Keeping Pace in mHealth

Author: Michael Dalgleish

Pharmaceutical companies are increasingly engaging in or competing with the mHealth sector (mobile health), but an interesting dichotomy is developing.

Pharmaceutical firms, by their nature, are meticulous and consequently classically slow to make decisions, develop new products and adopt novel approaches. On the contrary, digital technology businesses are more often fast, dynamic and agile both in their development process, responding to market needs and new technical capabilities.

When pharmaceutical companies only had to worry about competing with other businesses on a similar scale, and with similar process restrictions, there was a level playing field. Increasingly however, threats come not from innovative drug candidates, or better marketing, but from disruptive technologies.

With the typical development time for a new drug being 12 years and costing over £1 billion — it is easy to see why pharmaceutical companies take their time to make slow, carefully considered decisions and conduct extensive market research before engaging on new projects.

However, contrast that with typical Silicon Valley start-ups, who might launch a Minimum Viable Product (MVP) inside 12 months having invested under a million dollars and see their company grow into a multibillion-dollar business in the same timescale it takes to develop and launch a drug candidate.

Pharmaceutical companies might, therefore, turn their attention towards mHealth thinking that there is a route to accelerated growth. Indeed, on paper, they would seem to be at a huge advantage over the typical tech start-up. However, to realise that potential they’ll need to think much more like a start-up.

The start-up world often talks about an MVP — the minimum set of features necessary to engage users and start understanding which other features will be helpful. It’s an approach largely alien to the drug development world. It’s also an approach, which if applied incorrectly, has the potential for harm — if not to patients then to corporate reputations.

Johnathan Friedman, a partner at LionBird Ventures, coins the term2Minimum Viable Claims (MVC) to better describe what a digital health product should be aiming to do in the early stages.

With a carefully designed development programme, led by people who not only really understand the regulatory landscape but also the commercial realities it’s quite possible to incrementally improve the MVC product learning from user feedback to deliver features which help attract and retain users, or even that deliver whole new product claims.

Once a company gets into the habit of thinking in highly regimented ways it can be particularly difficult to break down the cultural barriers that make high impact, accelerated growth possible.

When the event horizon for pharmaceutical companies is measured in years, and the start-up is working in months or even weeks, it quickly becomes clear why pharma may be at a massive disadvantage unless it can learn to control its corporate structures.

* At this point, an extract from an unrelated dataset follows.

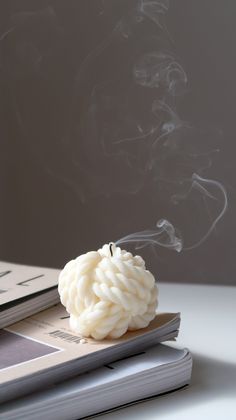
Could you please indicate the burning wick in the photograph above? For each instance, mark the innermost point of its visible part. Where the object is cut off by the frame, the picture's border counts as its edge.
(107, 296)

One approach that can prove successful is to put the innovation in a separate entity with much greater agility and flexibility, but it must have a shared understanding, vision and control or disaster looms.

Alternatively, simple acquisition of start-ups beginning to look promising in a particular space is another approach — however once integrated into the new parent there is a risk that their previous agility is strangled out of them.

An effective strategy might be for the leaders of pharmaceutical companies to take the time to understand how the emerging digital health world differs from their own and understand how to bring in some of the key benefits — including radically changing the thinking on product launch timelines.

Even planning mHealth products within a two to three-year timeframe means companies will be building platforms on outdated technology and probably numerous product versions behind their agile, lean, start-up competition.